Karena akan sangat mudah bagi pembuat film untuk terperosok pada eksotisme budaya, bagaimana proses kerja sama dengan masyarakat?
Ketika bicara mengenai sisi spiritual Merapi, perspektif mana yang sebetulnya ingin kami cari di luar perspektif arus utama? Kami mencari alternatif dengan berdiskusi bersama sehingga muncul perspektif yang kami sajikan dalam film. Naskah yang kami buat, secara kolaboratif, juga kami kembalikan pada masyarakat.
Seberapa penting penggambaran kekerasan dalam film ini?
Dari percakapan kami berdua (Anggana dan Rizaldi), penggambaran kekerasan adalah unsur yang penting. Film bukanlah hal yang suci-suci amat. Kekerasan dalam Monisme digambarkan sebagai suatu yang pure evil, sesuatu yang sangat jahat, dengan harapan hal-hal tersebut tidak akan terjadi. Kami berusaha menggambarkan kejahatan yang ada dengan keras, gamblang, karena jika kejahatan tersebut digambarkan dengan subtil, narasi yang ingin kami utarakan tidak akan sampai.
Apa urgensi untuk menghadirkan adegan pemerkosaan dalam film ini, sedangkan realitas di lapangan, jarang terdapat peranan perempuan?
Kami ingin memberikan gambaran bahwa adanya represi yang brutal di lapangan terhadap perempuan. Setiap tokoh yang ada memegang peran kunci–seperti skenario di film, di mana ada periset perempuan yang terepresi, ada seniman perempuan yang berupaya untuk merekam kenyataan yang ada di pertambangan. Kami ingin menunjukkan bahwa posisi-posisi perempuan dalam hal seperti itu adalah posisi yang kuat meskipun kehadiran-kehadirannya, barangkali, dalam Monisme, tidak setebal apa yang teman-teman harapkan.
Apa distingsi dari realitas dan imajinasi dalam film ini?
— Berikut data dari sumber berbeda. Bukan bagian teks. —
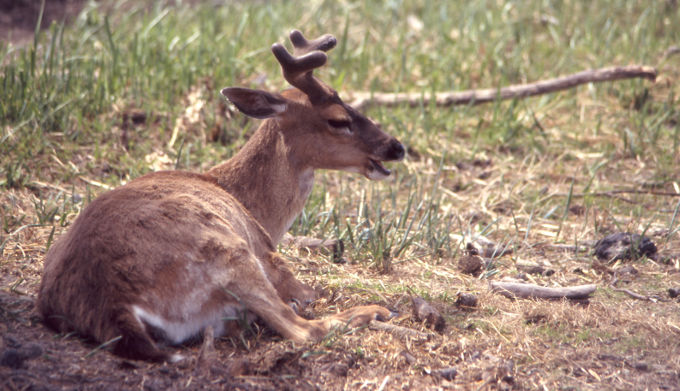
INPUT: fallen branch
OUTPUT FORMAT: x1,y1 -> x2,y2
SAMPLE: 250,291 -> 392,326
490,282 -> 597,300
368,320 -> 434,339
350,65 -> 656,110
Batas-batas itu silakan ditentukan sendiri. Monisme tidak bertujuan untuk membuat sekat tersebut secara jelas. Kami bermain dengan wilayah bias–mana realitas dan mana yang bukan–seperti menyandingkan apa yang saintifik dan apa yang spiritual.
Apa yang dialami–secara teknis dan pengalaman–ketika penyusunan film ini?
Hal yang dialami pertama adalah Covid, Mas (Penonton tertawa). Tantangan kami adalah berhadapan dengan situasi yang tidak dapat kami prediksi. Kala itu curah hujan tinggi, dan situasi Covid yang juga cukup tinggi, membuat kami sangat adaptif dalam membaca situasi setiap harinya. Selain itu, kami juga terus menerus melakukan ritual untuk kula nuwun (memohon izin).
Merapi yang tidak menampakkan dirinya pada setiap orang, menurut Anggana, adalah salah satu kesulitan ketika proses syuting yang membuat kru tidak bisa mengambil gambar apa pun. “Namun, percaya atau tidak, ketika kami di Babadan, bersih, Merapi membuka dirinya.” tutup Anggana. Monisme (2023), rekam hidup Gunung Merapi dan hidup makhluk yang ada di sekitarnya, telah tuntas ditayangkan. Penyatuan antara seluruh anasir dengan alam, manifestasi Merapi sebagai kesatuan hidup yang ragam dan yang utuh, adalah pesan-pesan yang sirat tersurat dalam Monisme (2023).
Diliput oleh Tuffahati Athallah pada 6 Desember 2023.